Ein Flugzeug kann fliegen, weil es die Flügel leicht aufstellt und den Fahrtwind dadurch kurvig um die Flügel nach unten biegt. Genau so entsteht Auftrieb, der sogar eine riesige Metallkiste in der Luft hält.
Das können auch unsere Segel. Wir brauchen sie nicht quer zum Wind, sondern mit der Kante voraus im Wind wie ein Flügel. Es reicht ein gewisser Anstellwinkel und schon fliegen wir. Der Auftrieb ist bei uns eben ein „Vortrieb“.
Die Kurse zum Wind
Sieh dir das grafisch an. Die Wikinger-Methode nutzen wir hauptsächlich in der unteren blauen Zone, die Flugzeug-Methode hauptsächlich in der oberen gelben Zone.

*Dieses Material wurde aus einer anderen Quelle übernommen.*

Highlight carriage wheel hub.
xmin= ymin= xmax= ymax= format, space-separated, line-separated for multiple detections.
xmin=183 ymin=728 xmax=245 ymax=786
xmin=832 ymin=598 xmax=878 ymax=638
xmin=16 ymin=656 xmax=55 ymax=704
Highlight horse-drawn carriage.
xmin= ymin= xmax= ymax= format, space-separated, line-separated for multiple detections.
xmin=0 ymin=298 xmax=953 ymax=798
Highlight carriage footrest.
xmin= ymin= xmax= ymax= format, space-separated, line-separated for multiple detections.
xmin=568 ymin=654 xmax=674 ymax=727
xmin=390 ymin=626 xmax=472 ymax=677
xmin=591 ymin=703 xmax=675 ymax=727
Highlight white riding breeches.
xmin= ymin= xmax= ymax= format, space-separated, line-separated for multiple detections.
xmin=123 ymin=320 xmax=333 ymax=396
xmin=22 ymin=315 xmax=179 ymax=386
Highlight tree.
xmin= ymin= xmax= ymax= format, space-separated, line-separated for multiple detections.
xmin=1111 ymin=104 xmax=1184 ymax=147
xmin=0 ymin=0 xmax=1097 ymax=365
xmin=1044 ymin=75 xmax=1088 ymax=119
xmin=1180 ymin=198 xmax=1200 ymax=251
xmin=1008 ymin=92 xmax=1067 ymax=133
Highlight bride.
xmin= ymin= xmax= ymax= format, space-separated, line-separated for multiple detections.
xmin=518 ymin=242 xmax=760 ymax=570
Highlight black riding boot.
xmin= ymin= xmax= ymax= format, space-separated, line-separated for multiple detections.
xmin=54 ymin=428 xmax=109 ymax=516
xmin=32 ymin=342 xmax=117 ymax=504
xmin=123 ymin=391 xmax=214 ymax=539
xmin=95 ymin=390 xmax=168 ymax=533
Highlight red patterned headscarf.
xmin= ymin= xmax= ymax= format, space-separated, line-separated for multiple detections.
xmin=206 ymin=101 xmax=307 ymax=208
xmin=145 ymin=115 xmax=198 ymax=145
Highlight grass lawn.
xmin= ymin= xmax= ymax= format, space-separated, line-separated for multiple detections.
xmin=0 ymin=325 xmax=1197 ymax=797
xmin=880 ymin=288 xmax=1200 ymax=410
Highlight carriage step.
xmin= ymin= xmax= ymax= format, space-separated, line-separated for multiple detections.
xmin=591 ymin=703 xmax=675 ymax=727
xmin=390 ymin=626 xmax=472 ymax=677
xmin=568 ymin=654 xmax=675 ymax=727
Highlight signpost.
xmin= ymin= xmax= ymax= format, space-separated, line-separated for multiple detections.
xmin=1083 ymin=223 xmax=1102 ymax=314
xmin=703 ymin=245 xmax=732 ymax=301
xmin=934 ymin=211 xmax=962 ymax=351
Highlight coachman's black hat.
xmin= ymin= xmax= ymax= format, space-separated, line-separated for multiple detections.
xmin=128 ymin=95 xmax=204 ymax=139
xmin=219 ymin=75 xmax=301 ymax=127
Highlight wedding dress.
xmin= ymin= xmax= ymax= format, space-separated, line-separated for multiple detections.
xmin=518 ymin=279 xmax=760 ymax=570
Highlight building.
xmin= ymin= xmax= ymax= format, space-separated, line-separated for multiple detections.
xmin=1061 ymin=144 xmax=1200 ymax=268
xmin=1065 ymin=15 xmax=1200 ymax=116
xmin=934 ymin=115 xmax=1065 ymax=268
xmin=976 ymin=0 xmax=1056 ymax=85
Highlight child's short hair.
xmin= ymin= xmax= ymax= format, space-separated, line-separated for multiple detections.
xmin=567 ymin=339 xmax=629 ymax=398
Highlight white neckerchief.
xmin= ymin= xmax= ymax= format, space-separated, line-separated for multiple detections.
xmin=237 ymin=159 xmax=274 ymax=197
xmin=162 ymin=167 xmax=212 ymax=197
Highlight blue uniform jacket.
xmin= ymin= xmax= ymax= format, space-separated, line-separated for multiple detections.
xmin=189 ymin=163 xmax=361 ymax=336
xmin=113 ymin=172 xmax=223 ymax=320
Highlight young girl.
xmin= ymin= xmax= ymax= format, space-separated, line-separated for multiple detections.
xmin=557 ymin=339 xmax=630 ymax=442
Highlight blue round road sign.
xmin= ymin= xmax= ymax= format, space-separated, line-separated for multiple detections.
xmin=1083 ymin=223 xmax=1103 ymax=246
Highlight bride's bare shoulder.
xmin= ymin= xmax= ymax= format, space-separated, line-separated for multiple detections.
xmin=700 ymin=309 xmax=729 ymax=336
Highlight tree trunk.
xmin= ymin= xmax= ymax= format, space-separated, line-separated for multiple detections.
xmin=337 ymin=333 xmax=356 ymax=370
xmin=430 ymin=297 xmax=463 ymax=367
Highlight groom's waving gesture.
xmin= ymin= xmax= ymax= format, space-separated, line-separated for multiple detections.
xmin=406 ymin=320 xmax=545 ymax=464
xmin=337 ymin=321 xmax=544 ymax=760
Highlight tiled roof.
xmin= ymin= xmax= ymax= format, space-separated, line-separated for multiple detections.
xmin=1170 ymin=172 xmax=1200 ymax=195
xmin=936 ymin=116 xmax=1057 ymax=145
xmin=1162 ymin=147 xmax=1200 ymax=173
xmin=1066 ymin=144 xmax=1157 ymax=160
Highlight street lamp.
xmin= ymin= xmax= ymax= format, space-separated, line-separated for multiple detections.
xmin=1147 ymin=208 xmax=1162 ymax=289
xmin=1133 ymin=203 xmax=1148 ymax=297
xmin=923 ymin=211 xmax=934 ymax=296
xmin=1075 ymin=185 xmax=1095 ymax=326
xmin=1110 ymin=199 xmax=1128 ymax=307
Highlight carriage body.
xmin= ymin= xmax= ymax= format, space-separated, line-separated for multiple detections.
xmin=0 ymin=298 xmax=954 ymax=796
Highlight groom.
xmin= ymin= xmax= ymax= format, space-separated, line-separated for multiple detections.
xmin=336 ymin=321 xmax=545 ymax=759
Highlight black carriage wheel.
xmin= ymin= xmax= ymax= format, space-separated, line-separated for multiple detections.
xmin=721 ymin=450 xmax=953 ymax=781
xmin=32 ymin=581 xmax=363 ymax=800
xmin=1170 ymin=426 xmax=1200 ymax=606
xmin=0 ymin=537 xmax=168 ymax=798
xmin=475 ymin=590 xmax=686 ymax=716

Der Wind kommt von oben.

Die zusätzliche Energie bekommen wir also nur von der Flugzeug-Methode und ja, die funktioniert gegen den Wind!

Zur Wikinger- und Flugzeug-Methode habe ich einen ganzen Artikel. Hier zeige ich genau, wie wir gegen den Wind segeln können.
Wahrer, Fahrt- und scheinbarer Wind erklärt
Wir können die Physik nicht brechen, nur mit ihr arbeiten. Wenn wir schneller als der Wind segeln, meinen wir damit den wahren Wind und segeln tatsächlich im scheinbaren Wind.
1. Der wahre Wind
Das ist der Wind, den uns Mutter Natur schenkt. Es ist der brauche-ich-heute-eine-Jacke-Wind.
Stellst du eine Flagge an Land auf, zeigt sie dir diese wahre Windrichtung. Am Boot ist das schwieriger, da sich der wahre Wind mit unserer Fahrtgeschwindigkeit vermischt. Du kannst den wahren Wind anhand der Wellenberge einschätzen. In offenen Gewässern wandern sie parallel.
Moderne Windmessanlagen bestimmen den wahren Wind über GPS, indem sie den Kurs über Grund sowie die Bootsgeschwindigkeit gegenrechnen.
2. Der Fahrtwind
Genauso logisch. Der Fahrtwind ist der Gegenwind, der durch die eigene Bewegung erzeugt wird. Er strömt exakt vom Bug zum Heck und ist genauso schnell wie du. Nur eben um 180° verschoben.
3. Der scheinbare Wind
Egal ob Mutter Natur die Luft über das Wasser zieht, oder der eigene Fahrtwind einströmt. Schlussendlich zählt doch nur, was die Segel tatsächlich spüren. Stimmt’s?
Das ist der sogenannte scheinbare Wind. Du spürst ihn, wenn du die Fingerspitze (mit deiner Methode der Wahl) befeuchtest. Gesegelt wird immer nach diesem scheinbaren Wind.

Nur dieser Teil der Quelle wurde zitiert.